Les difficultés matérielles à produire la fameuse attestation de sortie pour les personnes précaires, illettrées ou maîtrisant mal le français ont été initialement ignorées. La dématérialisation de l’attestation a d’abord été refusée, malgré l’accès impossible à l’impression ou les difficultés de retranscription de certaines populations (11). Pendant ce temps, des personnes ont même été jugées en comparution immédiate pour avoir occupé des logements vides et des familles ont été verbalisées pour être allées collecter des colis alimentaires (12). Les mêmes abus sont à nouveau constatés dans le cadre des obligations du port de masque : politique répressive plutôt que pédagogique, verbalisations abusives et violences envers les plus précaires. 
 
« Les « solutions sanitaires » finalement proposées à la va-vite sont scandaleuses : hébergement des personnes atteintes par le COVID et renvoi à la rue de celles provisoirement épargnées.
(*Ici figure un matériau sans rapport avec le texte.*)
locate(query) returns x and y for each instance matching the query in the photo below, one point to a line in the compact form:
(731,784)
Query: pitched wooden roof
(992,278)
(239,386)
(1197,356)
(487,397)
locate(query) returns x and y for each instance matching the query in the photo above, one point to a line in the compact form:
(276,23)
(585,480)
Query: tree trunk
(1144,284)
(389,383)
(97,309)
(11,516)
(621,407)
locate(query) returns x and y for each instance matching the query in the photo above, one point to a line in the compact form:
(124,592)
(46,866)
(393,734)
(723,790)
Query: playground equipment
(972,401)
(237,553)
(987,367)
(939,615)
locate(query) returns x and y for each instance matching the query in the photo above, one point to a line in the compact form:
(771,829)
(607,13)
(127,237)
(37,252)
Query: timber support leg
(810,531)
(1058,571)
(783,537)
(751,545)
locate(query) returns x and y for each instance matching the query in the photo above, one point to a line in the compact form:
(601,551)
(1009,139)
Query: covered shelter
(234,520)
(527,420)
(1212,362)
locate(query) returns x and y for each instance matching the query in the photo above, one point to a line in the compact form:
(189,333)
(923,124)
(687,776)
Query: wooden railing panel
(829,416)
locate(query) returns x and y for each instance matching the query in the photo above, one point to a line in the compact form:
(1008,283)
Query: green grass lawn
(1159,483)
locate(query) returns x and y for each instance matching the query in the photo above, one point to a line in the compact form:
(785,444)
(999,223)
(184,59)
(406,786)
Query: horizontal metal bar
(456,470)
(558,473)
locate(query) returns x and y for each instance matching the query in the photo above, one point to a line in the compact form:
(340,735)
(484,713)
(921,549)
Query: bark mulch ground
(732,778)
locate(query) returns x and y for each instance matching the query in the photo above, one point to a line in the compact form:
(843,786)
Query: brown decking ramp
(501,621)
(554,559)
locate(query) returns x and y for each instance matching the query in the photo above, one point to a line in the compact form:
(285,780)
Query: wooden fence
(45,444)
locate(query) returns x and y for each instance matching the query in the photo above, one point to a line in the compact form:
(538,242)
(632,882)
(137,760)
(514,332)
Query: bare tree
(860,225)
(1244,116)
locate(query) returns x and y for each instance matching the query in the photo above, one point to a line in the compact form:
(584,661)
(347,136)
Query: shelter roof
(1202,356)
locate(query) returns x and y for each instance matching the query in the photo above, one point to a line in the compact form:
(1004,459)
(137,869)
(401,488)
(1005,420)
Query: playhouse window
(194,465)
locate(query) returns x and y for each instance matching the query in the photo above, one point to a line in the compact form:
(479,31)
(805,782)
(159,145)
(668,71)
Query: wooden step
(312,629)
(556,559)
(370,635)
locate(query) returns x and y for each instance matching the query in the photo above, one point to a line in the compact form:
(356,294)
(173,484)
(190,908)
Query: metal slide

Ces personnes ont ainsi été abandonnées, harcelées par les forces de l’ordre leur réclamant pendant le confinement des attestations vides de sens et privées de leurs moyens habituels de susbistance (…) »
         
Nous sommes également révolté·es contre l’extrême indignité et le cynisme avec lesquels les personnes détenues, exilées et sans domicile fixe sont traitées ou ignorées dans cette crise sanitaire. La machine à expulser continue à fonctionner, alors que ces expulsions – en plus de leur caractère abject – aggravent fortement le risque de propagation du virus dans les pays d’origine. L’hypocrisie a même été jusqu’à maintenir des personnes exilées en centre de rétention administrative (CRA) alors même que les frontières étaient fermées. Les CRA, ces camps où il est de plus en plus difficile d’aller pour les associations, continuent à enfermer et maltraiter les personnes, privées de leurs droits humains les plus élémentaires, et ce malgré les recommandations du Défenseur des droits (8) (9).  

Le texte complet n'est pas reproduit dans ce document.